The AdC’s Decision
The AdC has decided to impose a fine on Fidelidade SGOIC in the amount of € 300,000 for gun-jumping, specifically, for implementing the merger before the notification to the AdC, and therefore before a clearance decision.
The merger in question consisted of the acquisition, by Fidelidade SGOIC, of sole control over the Saudeinveste Fund. The acquisition had already been implemented since October 1, 2018, and only notified to the AdC on February 21, 2019.
The target Saudeinveste Fund is a real estate investment fund, with a portfolio comprising a number of real estate assets. These assets are used, under lease agreements, by several private hospitals and healthcare clinics controlled by competitors of Luz Saúde, the healthcare arm of the Fidelidade group.
As a result of the transaction, the Fidelidade group would acquire control over the management of the real estate’s assets where the competitors of Luz Saúde provide healthcare services. The vertical integration thereof would potentially create a risk of foreclosing the market for private healthcare providers, which depend on the aforementioned assets to provide their healthcare services.
On July 5, 2019 the AdC considered, based on the facts of the case, that the merger would likely create a negative impact on competition, with a particular focus on the market for the provision of healthcare services by private hospitals and healthcare clinics. Following this assessment, Fidelidade abandoned the merger and restored the management of the Saudeinveste Fund to its former management fund investment company.
The conduct
The implementation of a notifiable merger transaction before a clearance decision issued by the AdC is a serious infringement, punishable with a fine not exceeding 10% of the aggregate turnover of the undertaking concerned in the financial year preceding the AdC’s fining decision.

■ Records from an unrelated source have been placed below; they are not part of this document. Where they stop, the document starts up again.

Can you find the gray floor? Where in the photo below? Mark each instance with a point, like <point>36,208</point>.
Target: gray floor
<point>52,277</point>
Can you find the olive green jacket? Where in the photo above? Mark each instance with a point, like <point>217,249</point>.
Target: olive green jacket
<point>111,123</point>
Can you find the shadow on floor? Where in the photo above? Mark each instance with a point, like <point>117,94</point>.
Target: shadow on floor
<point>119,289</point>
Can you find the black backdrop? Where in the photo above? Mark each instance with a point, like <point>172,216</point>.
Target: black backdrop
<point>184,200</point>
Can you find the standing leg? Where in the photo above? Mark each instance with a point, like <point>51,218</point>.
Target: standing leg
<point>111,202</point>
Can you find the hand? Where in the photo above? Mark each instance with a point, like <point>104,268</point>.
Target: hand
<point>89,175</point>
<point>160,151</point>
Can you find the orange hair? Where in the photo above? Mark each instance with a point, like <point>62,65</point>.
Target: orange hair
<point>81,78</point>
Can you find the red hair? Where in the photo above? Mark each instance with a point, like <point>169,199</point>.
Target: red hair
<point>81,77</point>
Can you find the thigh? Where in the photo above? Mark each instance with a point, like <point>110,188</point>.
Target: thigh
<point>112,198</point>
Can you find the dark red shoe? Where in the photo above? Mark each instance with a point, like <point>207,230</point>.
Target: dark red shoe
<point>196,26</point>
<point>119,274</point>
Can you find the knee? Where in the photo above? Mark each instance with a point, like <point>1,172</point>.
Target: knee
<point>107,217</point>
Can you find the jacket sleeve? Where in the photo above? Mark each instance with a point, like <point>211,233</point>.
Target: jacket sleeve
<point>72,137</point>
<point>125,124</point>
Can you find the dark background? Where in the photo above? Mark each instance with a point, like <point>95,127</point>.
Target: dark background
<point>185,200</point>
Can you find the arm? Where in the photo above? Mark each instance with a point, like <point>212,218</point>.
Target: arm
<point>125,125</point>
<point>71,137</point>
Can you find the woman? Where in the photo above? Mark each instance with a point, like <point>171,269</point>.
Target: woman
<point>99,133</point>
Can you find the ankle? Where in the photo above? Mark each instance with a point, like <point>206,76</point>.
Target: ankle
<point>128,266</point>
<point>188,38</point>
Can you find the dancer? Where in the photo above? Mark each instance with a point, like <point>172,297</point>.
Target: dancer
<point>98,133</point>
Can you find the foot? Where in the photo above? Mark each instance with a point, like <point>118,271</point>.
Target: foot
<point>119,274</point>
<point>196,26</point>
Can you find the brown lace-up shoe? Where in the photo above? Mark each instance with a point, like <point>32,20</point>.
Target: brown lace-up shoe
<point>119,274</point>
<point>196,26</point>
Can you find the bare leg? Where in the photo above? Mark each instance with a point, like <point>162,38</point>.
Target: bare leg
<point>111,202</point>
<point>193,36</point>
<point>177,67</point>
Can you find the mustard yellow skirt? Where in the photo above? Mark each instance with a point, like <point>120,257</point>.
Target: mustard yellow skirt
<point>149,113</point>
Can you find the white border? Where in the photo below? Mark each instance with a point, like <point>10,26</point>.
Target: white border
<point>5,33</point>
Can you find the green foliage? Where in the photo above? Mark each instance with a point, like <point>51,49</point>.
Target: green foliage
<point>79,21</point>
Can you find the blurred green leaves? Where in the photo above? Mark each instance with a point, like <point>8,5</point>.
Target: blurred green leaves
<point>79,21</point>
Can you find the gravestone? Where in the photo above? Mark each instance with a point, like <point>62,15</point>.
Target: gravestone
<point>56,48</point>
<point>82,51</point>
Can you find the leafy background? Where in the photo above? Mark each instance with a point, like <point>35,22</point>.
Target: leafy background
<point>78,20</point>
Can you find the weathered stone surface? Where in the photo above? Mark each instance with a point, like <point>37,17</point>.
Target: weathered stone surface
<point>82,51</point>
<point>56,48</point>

The Portuguese Competition Act determines the obligation to notify a merger transaction to the AdC whenever any of the merger thresholds – parties’ market share and/or turnover - are met, together with a standstill obligation before the AdC issues its clearance decision.
Merger transactions should, as a general rule, be notified to the AdC after the closing of the parties’ agreement, but before its implementation.
In the event of doubt as to whether a merger is notifiable to the AdC or not, the pre-notification procedure is available to the parties, which is a confidential and cost free procedure.
The failure to notify a merger transaction impacts the AdC’s enforcement powers in merger control, that aims to ensure that no impediments to effective competition in the market are created or reinforced, with negative effects and often difficult to eliminate. For these reasons, the obligation to notify a merger ex-ante represents a fundamental pillar of the merger control regime and gun jumping is considered a serious infringement.
The fine
Fidelidade SGOIC demonstrated adequate cooperation with the AdC, both during the merger review procedure and during the gun-jumping investigation.